From “The Legacy of Malcolm X,” May 2011 article in The Atlantic:
Hip-hop, with its focus on the assertion of self, the freedom to be who you are, and entrepreneurship, is an obvious child of black consciousness. One of the most popular forms of music today, it is also the first form of pop music truly to bear the imprint of post-‘60s America, with a fan base that is young and integrated. Indeed, the coalition of youth that helped Barack Obama ride to the presidency was first assembled by hip-hop record execs. And the stars that the music has produced wear their hair however they please.101
From “Notes from the Fifth Year,” a new essay:
“If freedom has ever meant anything to me personally, it is defiance. I remember the first time I heard ‘Fight the Power,’ specifically the line where Chuck D assails Elvis and John Wayne as racist. It’s true that Elvis was not one, while John Wayne was, but this misses the point. This line evinced a total disrespect and ill regard for America’s hallowed heroes and insisted that the pop culture of plunderers be treated as the theft it was. Chuck insisted on treating the claims of our masters with all the contempt they’d earned. When I heard that line, I felt free. I wanted to scream.
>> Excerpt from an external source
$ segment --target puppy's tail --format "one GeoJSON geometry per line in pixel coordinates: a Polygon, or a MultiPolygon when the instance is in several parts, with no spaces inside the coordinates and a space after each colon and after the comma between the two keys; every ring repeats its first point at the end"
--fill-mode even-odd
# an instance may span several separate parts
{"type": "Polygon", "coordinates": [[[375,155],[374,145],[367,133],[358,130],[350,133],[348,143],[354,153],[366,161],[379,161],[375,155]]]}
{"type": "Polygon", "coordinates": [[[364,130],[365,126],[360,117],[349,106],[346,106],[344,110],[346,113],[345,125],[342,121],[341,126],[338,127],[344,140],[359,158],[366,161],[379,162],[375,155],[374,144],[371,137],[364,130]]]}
From “Notes from the Seventh Year,” a new essay:
Black books were all over my childhood home. When I was a toddler, my dad would play the Last Poets to calm me. When I was a teenager, I played Rakim to calm myself. And when I was in college, I read Sonia Sanchez to keep myself sane. In every way, black writing saved me. The epigraphs from Wright, Baraka, and Sanchez in the book’s interior testified to that. The one endorsement affixed to Between the World and Me, from Toni Morrison, was the only one I wanted. This was borne not just out of appreciation for her actual work but for the consistency with which she represented the tradition.
Perhaps there is also something generational to this understanding of heritage. I think of hip-hop forged from an alloy of the funk and soul of one era and the lyrics of another. I think of the drum, so central to this music, and how that drum is a line stretching across an ocean to our ancient black selves. I think of how much I listened to Kendrick Lamar while writing Between the World and Me and marveled at his fusion of new and old. My chain of ancestry was different than these musicians’, though it stretched across the same plane. To join that chain, to join that lineage, to link up with Baldwin, I had to try to create something worthy of that tradition, something that would not ‘just shine,’ as Jay said, but ‘illuminate the whole show.”